Jerusalem (CNSNews.com) - Negotiations between Israel and the Palestinian Authority probably will be unaffected by Washington's decision to temporarily relieve US Ambassador to Israel, Martin Indyk, of his duties over the weekend after the State Department revoked his security clearance.
Indyk, a major player on President Clinton's peace team, is under investigation for mishandling classified information over a period of five years, but he is not suspected of espionage or of compromising US intelligence, according to various reports.
Prime Minister Ehud Barak's spokesman, Gadi Baltiansky, characterized the affair as
"an internal American matter that has nothing to do with Israel."
However, Baltiansky said in a statement that, "The prime minister highly appreciates Ambassador Indyk and his contribution to furthering the peace process as well as his activities for strengthening the Israeli-American relationship."
Indyk said in a statement on Friday that he regretted "that my trying to do the best possible job under very difficult conditions has led to the temporary suspension of my security clearances while it is determined whether correct security procedures were followed.
"For over seven years, in the proud service of my country, I have dedicated myself to the promotion of the United States interests in the Middle East," said the London-born and Australian-educated Indyk.
The Ambassador, who is 49-years-old, became a naturalized US citizen in 1993, shortly before President Clinton named him as the National Security Council's expert on the Middle East.
"Jeopardizing the national security interests of the United States is absolutely abhorrent to me, and I would never do anything to compromise those interests," said Indyk.
For the time being, Indyk is not allow to handle classified information, must have an escort to enter the State Department and cannot return to Israel to continue his work as Ambassador. Indyk has been replaced temporarily in Tel Aviv by the Deputy Chief of Mission Paul Simons, who will run the Embassy as Charge d'Affairs.
Indyk is not suspected of passing information to Israel or any other State, and the alleged offenses are said to have occurred prior to his current tour of duty as Israeli Ambassador, which began in January.
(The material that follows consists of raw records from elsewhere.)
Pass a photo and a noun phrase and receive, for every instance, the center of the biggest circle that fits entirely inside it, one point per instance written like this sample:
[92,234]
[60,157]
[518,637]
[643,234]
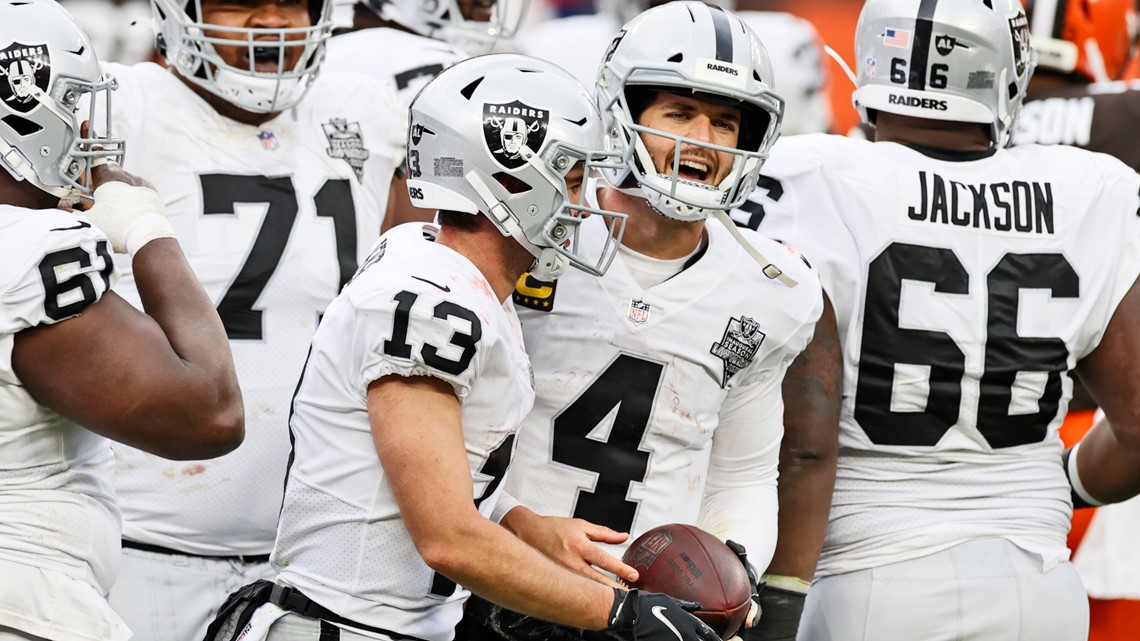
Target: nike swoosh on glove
[651,616]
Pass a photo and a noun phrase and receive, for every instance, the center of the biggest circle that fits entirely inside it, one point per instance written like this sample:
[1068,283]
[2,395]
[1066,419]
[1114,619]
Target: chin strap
[770,269]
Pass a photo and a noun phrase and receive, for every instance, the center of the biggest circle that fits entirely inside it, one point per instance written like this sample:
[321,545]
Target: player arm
[161,381]
[812,396]
[1106,465]
[417,430]
[570,543]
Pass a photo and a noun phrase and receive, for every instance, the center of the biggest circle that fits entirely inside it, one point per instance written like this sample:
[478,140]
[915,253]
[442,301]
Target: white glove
[130,216]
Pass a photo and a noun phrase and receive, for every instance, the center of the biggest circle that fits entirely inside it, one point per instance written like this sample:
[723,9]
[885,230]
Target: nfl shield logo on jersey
[638,311]
[738,348]
[23,69]
[513,128]
[347,144]
[268,140]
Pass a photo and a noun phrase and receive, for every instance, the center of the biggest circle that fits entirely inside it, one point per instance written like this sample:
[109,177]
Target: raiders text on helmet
[444,19]
[188,46]
[705,51]
[48,71]
[1092,38]
[538,123]
[966,61]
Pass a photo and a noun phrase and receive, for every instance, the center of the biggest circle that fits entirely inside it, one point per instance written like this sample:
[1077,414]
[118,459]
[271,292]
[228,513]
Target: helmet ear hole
[22,127]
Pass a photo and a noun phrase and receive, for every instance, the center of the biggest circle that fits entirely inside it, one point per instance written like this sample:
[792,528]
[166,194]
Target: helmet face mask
[1093,39]
[538,127]
[192,47]
[444,19]
[708,55]
[967,63]
[48,89]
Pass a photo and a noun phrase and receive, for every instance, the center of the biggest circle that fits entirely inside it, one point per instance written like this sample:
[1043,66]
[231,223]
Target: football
[690,564]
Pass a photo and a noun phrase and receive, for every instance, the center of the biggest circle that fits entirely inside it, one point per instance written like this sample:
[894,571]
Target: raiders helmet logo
[514,131]
[23,69]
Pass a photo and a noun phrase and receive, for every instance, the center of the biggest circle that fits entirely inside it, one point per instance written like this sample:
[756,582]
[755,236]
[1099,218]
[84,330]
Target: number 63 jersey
[966,289]
[662,404]
[274,220]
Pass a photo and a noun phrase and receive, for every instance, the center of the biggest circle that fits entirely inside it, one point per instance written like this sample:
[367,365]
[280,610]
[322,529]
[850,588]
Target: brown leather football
[690,564]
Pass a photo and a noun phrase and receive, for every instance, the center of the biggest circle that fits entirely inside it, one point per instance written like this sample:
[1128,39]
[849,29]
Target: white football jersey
[646,397]
[58,520]
[415,309]
[965,289]
[398,58]
[800,69]
[576,43]
[273,219]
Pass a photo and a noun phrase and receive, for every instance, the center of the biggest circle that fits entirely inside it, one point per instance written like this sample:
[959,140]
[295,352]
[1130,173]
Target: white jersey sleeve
[58,520]
[416,308]
[274,219]
[966,289]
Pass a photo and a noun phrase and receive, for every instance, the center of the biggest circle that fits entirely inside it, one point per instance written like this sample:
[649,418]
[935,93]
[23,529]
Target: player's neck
[499,259]
[22,193]
[938,134]
[648,232]
[226,108]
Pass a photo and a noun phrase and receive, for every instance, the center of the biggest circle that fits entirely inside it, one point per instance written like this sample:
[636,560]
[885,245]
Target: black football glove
[651,616]
[754,584]
[782,600]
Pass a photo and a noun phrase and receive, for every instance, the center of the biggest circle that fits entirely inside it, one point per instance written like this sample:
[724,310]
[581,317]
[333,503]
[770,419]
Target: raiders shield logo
[512,129]
[23,69]
[1019,32]
[345,142]
[738,348]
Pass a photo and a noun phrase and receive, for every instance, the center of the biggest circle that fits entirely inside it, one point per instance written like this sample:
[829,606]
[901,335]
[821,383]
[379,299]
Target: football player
[72,353]
[276,183]
[578,42]
[405,420]
[1076,96]
[968,280]
[659,384]
[406,42]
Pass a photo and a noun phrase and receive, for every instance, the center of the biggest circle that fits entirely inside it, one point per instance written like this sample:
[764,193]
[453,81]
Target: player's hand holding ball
[693,566]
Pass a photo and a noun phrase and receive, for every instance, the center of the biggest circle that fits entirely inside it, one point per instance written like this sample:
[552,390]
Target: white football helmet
[537,122]
[965,61]
[626,10]
[444,19]
[47,73]
[700,50]
[184,42]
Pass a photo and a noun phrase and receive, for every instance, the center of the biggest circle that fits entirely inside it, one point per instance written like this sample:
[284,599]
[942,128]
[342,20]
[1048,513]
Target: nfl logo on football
[638,311]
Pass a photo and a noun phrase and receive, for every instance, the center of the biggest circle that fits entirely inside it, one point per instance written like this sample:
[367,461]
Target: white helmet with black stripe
[537,124]
[700,50]
[625,10]
[965,61]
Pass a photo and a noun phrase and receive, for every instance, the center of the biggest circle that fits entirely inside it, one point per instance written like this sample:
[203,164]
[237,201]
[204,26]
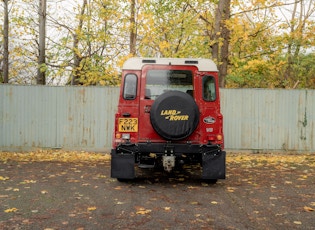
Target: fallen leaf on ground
[308,209]
[143,211]
[10,210]
[91,208]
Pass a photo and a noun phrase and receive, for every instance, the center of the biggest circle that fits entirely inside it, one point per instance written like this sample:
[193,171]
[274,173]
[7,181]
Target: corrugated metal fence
[82,118]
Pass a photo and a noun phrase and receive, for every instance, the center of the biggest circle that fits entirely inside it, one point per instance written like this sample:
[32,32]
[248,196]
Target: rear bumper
[176,149]
[125,157]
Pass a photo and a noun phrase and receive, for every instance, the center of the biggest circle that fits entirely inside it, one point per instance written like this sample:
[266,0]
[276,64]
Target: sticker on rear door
[209,120]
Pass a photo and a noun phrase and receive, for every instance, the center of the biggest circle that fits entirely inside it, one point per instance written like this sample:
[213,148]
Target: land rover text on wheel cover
[168,114]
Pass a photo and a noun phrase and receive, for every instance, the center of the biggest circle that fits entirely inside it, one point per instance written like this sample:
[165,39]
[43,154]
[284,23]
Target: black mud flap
[213,166]
[122,166]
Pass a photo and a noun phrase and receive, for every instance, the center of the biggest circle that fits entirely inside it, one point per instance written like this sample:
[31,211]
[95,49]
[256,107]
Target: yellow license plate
[128,125]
Indyk, who was Ambassador to Israel from 1995-1997, also served as Assistant Secretary of State for Near Eastern Affairs until he swapped positions with Ambassador to Israel Edward Walker in January.
State Department spokesman Richard Boucher, said that Indyk had "cooperated fully" with the State Department and FBI investigation.
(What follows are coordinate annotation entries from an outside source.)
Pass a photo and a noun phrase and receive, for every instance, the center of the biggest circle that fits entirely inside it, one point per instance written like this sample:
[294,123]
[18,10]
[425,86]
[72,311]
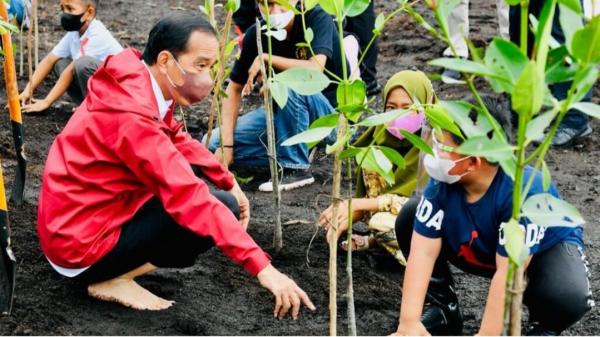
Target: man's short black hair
[172,32]
[93,3]
[498,108]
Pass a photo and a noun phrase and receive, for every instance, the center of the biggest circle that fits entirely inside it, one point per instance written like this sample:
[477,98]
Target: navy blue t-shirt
[472,232]
[325,42]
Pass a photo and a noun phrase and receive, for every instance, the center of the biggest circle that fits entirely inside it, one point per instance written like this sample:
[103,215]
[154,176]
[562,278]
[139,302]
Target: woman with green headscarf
[376,201]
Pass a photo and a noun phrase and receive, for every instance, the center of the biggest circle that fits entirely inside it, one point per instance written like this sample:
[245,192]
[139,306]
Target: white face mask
[278,23]
[438,168]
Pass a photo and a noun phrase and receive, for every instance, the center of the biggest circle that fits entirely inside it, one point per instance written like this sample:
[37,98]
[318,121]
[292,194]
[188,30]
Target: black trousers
[152,236]
[558,291]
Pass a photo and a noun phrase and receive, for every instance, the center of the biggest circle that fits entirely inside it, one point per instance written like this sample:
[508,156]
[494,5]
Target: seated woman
[376,199]
[461,219]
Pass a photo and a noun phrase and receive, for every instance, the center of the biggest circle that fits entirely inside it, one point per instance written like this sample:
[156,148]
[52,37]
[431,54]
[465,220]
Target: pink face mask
[410,122]
[195,87]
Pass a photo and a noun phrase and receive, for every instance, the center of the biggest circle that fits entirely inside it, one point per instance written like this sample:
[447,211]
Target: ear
[162,60]
[475,162]
[90,13]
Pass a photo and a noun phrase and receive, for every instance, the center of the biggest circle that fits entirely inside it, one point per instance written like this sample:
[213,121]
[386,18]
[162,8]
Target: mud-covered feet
[127,292]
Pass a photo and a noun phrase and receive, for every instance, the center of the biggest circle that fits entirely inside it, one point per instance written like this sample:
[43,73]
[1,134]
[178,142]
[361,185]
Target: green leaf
[528,93]
[328,6]
[353,93]
[570,22]
[305,81]
[234,5]
[373,159]
[444,8]
[438,117]
[459,111]
[546,210]
[586,42]
[394,156]
[573,5]
[463,66]
[589,109]
[546,178]
[481,146]
[354,8]
[350,95]
[379,24]
[330,120]
[309,136]
[279,92]
[310,4]
[309,35]
[229,47]
[349,152]
[514,238]
[536,127]
[507,60]
[509,166]
[339,144]
[352,112]
[7,26]
[286,4]
[383,118]
[417,141]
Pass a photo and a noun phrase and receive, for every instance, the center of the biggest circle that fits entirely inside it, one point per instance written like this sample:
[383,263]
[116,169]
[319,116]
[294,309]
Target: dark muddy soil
[218,298]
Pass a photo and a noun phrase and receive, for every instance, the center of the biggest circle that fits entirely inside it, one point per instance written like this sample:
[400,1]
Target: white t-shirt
[96,42]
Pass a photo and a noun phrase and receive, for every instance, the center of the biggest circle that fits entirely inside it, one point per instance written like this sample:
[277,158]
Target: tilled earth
[218,298]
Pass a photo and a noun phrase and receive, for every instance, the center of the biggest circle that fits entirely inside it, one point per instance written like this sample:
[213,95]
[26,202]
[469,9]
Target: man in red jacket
[121,194]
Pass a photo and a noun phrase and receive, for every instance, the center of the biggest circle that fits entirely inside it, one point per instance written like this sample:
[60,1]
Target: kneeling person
[120,195]
[459,220]
[245,138]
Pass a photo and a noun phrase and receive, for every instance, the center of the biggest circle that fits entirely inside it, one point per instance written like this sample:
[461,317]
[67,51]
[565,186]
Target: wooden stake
[273,165]
[30,54]
[35,26]
[216,102]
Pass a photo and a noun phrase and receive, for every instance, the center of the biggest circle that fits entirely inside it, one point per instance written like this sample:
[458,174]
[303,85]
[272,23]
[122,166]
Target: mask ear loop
[180,69]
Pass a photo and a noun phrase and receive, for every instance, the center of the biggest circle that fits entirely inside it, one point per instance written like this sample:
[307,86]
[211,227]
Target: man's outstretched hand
[287,293]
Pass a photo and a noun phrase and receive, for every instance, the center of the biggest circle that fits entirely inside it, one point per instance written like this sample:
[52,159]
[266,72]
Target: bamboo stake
[273,165]
[30,54]
[35,26]
[14,106]
[350,292]
[215,104]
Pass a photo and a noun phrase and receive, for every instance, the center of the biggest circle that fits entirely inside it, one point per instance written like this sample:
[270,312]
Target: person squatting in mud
[124,189]
[74,59]
[459,219]
[244,138]
[376,201]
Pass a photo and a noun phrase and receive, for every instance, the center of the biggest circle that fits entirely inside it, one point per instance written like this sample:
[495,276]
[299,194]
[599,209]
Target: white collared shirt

"There is no indication of espionage" and "no indication any intelligence has been compromised," Boucher said in a statement. "This is a question of security procedures that have not been followed."
According to a report in the Washington Post, one part of the investigation concerns a former deputy, who allegedly composed a classified memo on an unclassified laptop computer while traveling in the Middle East.
"Secretary Albright holds Ambassador Indyk in high regard and values his contributions, a view that all of us at the Embassy share," said Larry Schwartz, US Embassy spokesman in Tel Aviv.
"As you know, the Ambassador is currently undergoing a security investigation in Washington that the State Department will conclude as soon as possible, but we cannot offer any additional comments on the substance of the investigation," Schwartz said in a statement.
Schwartz added that the Embassy would commit itself to the "central task of strengthening US-Israeli relationships across a wide range of issues that bind our two peoples and nations."
President Clinton said he did not believe that the investigation would harm efforts aimed at securing Middle East peace.
Widespread reports in the Israeli media on Sunday, quoting Israeli sources, also agreed that Indyk's temporary removal would not have a serious impact on Israeli-PA negotiations.
The investigation comes at a time of heightened alert among federal agencies over lax security.
Former Central Intelligence Agency Director John M Deutch is under investigation by the Justice Department for computer security violations.
Last spring, a listening device was found in Albright's conference room and traced to a Russian diplomat, and a State Department laptop computer with top secret information on arms proliferation mysteriously disappeared.
In 1999, Wen Lee Ho, a scientist from the Los Alamos Laboratory in New Mexico was charged with 59 counts of mishandling nuclear secrets. He eventually pled guilty to one felony charge of transferring nuclear data from the lab's security computer to another medium. He was freed after nine prior months of confinement.